Şam’dan yönetilen Emevi Devleti zamanında, İslamiyet’in yayılmaya başladığı ilk yüzyılı içinde, 710 yılına kadar Kuzey Afrika’nın tamamına yakını Müslümanların eline geçmişti Emevi Devleti’nin Kuzey Afrika Valisi Musa bin Nusayr, aslen berberi olan Tarık bin Ziyad komutasında ilk önce 7000 kişilik ardından da takviye olarak 5000 kişilik bir birliği İspanya’ya gönderdi Tarık bin Ziyad Vizigot kralı Rodrigo’yu ağır bir yenilgiye uğrattı. Bu zaferin ardından İslam devletinin yayılması devam etmiş ve  kısa bir sürede Malaga, Elvira, Cordoba ve Vizigotların başşehri Toledo da müslümanların eline geçmiştir. Tarık bin Ziyad’ın ilerleyişinin  ardından Kuzey Afrika Valisi Musa bin Nusayr 18.000 kişilik bir ordu ile 712 yılında İspanya’ya intikal etti. Sevilla, Carmona, Niebla ve Merida’yı zaptettikten sonra Toledo’da Tarık bin Ziyad ile birleşti. Vizigot krallığını parçalayan müslümanlar kısa sürede bütün iber yarımadasını ele geçirdi. Tarık bin Ziyad’ın savaşta ricat olmaması için gemileri yaktırdığı ve askerlerine ya zafer ya ölüm  diyerek üstün bir dayanma ruhu aşıladığı rivayet edilmektedir. Müslümanların kısa zamanda büyük zaferler elde etmesinin sebebleri arasında, Vizigot idaresinden memnun olmayan ahaliden ve yahudilerden destek alması da  gösterilmektedir.
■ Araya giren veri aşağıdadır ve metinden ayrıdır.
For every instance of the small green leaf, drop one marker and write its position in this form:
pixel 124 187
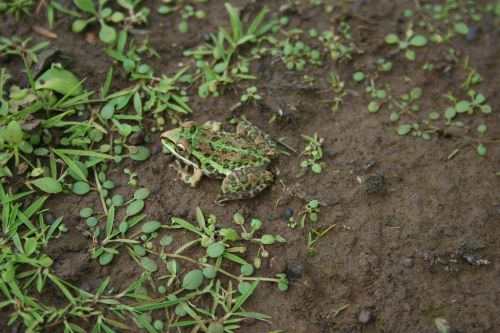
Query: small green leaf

711 yılında başlayan bu serüven 1492 yılında acı olaylarla bitti. Ancak bu tarih dilimi içindeki bilim ve sanattaki gelişmeler hem döneminde hiristiyan batı dünyasına büyük etkilerde bulundu, hem de bugün ayakta kalan eserleriyle bütün ihtişamıyla etkilemeye devam ediyor.

ENDÜLÜS’Ü GEZMEYE BAŞLIYORUZ

İspanya bir Akdeniz ülkesi. Güney sahilleri, Türkiye’nin güney sahilleri gibi Akdeniz’e açılır.  Yazın oldukça fazla turistik bir bölgedir. Arap, Alman, uzak doğulu turistlerin ragbet ettiği  yazlık tesisler  kıyı boyunca karşınıza çıkar… Bizim hedefimizdeki ilk yer,  kıyıdan 150 km kadar içerde olan dillere destan Ronda… Endülüs’ü gezecekler için, eğer uçakla geliyorsanız, İspanya’daki en iyi başlangıç noktası Malaga havaalanı… Picasso’nun doğum yeri olan Malaga tarihi Endülüs kentlerinden biri. Ancak biz yoğun programdan dolayı bu seferlik  Malaga’nın içine girmiyorz. Kiraladığımız araçla, vakit kaybetmeden hızla güney sahil şeridinden ilerliyoruz. Bizim hedefimizdeki ilk yer,  kıyıdan 150 km kadar içerde olan dillere destan Ronda… Daha sonra  Tarifa, Gibraltar(Cebel-i Tarık), Sevilla(İşbiliyye), Almodovar del río (Al-Mudavvar) ,Cordoba(Kurtuba) ve  Granada (Gırnata)’yı gezeceğiz. Torremolinos, Benal Medana, Marbella kentlerinden geçiyoruz. Marbella’da karşımıza yeni mimari sitide bir Cami çıkıyor. Suud Kralı Abdülaziz tarafından yaptırılmış. Adi Kral Abdulaziz Camii Mimarı  bir İspanyol. Bu bölgede Faslı Tunuslu, Arap  müslüman göçmenler fazlaymış. Edindiğimiz bilgiye göre Zengi Arapların da tatil yaptığı bir bölge…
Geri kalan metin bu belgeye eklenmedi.